According to the National Assembly Secretariat, a petition was submitted on Friday to the legislature’s online bulletin board, demanding that the National Assembly impeach Moon for his failed response to protect the people’s lives from the deadly coronavirus outbreak. The petition received over 100,000 signatures from the public in just four days and was created by someone surnamed Han.

“The more I see Moon’s response to the latest Wuhan pneumonia crisis, the more I see a president of China, not Korea,” Han wrote, criticizing the administration for the shortage of face masks and its decision to not impose a full entry ban on all travelers from China. “As the president, his top priority should have been protecting the country’s own people. If he had truly cared about the people, he should have imposed an entry ban on travelers from all regions of China.

“While high-quality face masks, hand sanitizer and meal boxes were offered to the Chinese people, our medical teams were given poor meals. Doctors dispatched to Daegu were told that they should find their own accommodations,” Han continued. “He recently said the outbreak will soon come to an end, urging the people to resume economic activities and large-scale events. So what was the outcome? I must do something. President Moon doesn’t deserve to be called Korea’s president. I demand his impeachment.”

According to the National Assembly Secretariat, the petition gathered enough signatures to be considered as a legitimate bill and will be treated equally to a bill proposed by a lawmaker. “It will soon be sent to the concerned standing committee to begin deliberation,” a National Assembly official told Yonhap News Agency Monday. “We haven’t decided whether it will be sent to the Legislation and Judiciary Committee or House Steering Committee.”

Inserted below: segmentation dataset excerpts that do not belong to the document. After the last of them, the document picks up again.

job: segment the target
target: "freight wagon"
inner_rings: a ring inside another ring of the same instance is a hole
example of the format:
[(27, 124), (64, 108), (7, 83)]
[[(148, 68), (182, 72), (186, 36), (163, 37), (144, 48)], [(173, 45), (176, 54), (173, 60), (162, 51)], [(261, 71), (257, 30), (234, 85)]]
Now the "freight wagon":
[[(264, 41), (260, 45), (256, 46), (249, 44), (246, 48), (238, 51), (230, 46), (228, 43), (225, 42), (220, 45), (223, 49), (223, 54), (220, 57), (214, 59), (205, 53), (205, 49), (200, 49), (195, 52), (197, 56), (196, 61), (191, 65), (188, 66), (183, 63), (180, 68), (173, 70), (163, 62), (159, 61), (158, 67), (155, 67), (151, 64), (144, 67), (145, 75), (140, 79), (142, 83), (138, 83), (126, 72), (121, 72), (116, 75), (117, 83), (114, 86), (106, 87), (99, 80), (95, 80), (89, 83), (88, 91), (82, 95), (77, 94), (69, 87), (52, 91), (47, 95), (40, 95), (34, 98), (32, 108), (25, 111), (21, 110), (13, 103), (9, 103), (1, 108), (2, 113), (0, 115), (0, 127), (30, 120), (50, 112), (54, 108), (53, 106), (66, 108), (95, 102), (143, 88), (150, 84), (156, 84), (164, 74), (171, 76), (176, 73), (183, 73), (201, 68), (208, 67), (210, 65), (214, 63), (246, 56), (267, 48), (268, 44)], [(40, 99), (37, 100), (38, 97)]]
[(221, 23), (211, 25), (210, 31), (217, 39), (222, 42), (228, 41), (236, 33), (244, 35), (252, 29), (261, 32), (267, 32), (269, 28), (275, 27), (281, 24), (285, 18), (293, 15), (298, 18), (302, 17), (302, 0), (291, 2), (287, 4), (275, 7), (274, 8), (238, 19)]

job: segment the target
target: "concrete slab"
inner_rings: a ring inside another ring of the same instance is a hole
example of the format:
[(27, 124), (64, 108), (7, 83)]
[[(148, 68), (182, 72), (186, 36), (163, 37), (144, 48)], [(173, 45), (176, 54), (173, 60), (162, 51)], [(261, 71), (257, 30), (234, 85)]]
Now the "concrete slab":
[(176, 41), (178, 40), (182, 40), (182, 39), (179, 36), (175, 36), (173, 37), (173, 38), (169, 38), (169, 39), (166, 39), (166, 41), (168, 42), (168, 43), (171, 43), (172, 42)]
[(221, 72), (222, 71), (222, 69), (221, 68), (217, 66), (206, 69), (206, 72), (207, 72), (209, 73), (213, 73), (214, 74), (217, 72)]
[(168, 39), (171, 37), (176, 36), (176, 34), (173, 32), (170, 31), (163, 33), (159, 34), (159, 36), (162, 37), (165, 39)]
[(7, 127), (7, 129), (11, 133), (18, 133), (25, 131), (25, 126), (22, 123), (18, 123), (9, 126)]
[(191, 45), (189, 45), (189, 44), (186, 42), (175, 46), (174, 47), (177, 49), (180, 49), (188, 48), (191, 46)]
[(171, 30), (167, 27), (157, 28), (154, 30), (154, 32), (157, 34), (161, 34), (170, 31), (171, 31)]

Based on Article 123 of the National Assembly Act, the legislature introduced an online petition system in January. A petition that gathers over 100,000 signatures within 30 days of its submission will be considered a bill.

A similar electronic petition system is being operated by the Moon Blue House. A presidential official will reply to a petition that receives over 200,000 signatures in the Blue House system.

A similar petition demanding Moon’s impeachment was already submitted in the Blue House system on Feb. 4, and it received nearly 1.43 million signatures as of Monday afternoon. As the petition was increasingly backed by the public, a rival petition, expressing support for Moon, was submitted on Feb. 26. It received 1.18 million signatures as of Monday afternoon.

Affected by the outbreak, Moon’s approval rating is falling while his disapproval rating is going up.

Realmeter polling company said Monday that 50.7 percent of the people it surveyed said they disapprove of Moon’s performance, up 1.6 percentage points from the previous week. The poll was conducted from Tuesday till Friday last week at the request of YTN.

Moon’s approval rating was 46.1 percent in the fourth week of February, down by 1.3 percentage points from the third week of February, according to the poll. The gap between the approval rating and disapproval rating was 4.6 percentage points, which went up higher than the margin of error for the first time in four weeks.

In Daegu and North Gyeongsang, where infections are skyrocketing day by day, Moon’s approval rating was 30.1 percent, while his disapproval rating was 65 percent. “The coronavirus outbreak will become the most critical factor in the politics in the coming weeks,” Realmeter said.

The poll had a confidence level of 95 percent and a plus or minus 2 percentage-point margin of error. More details are available on the Realmeter homepage.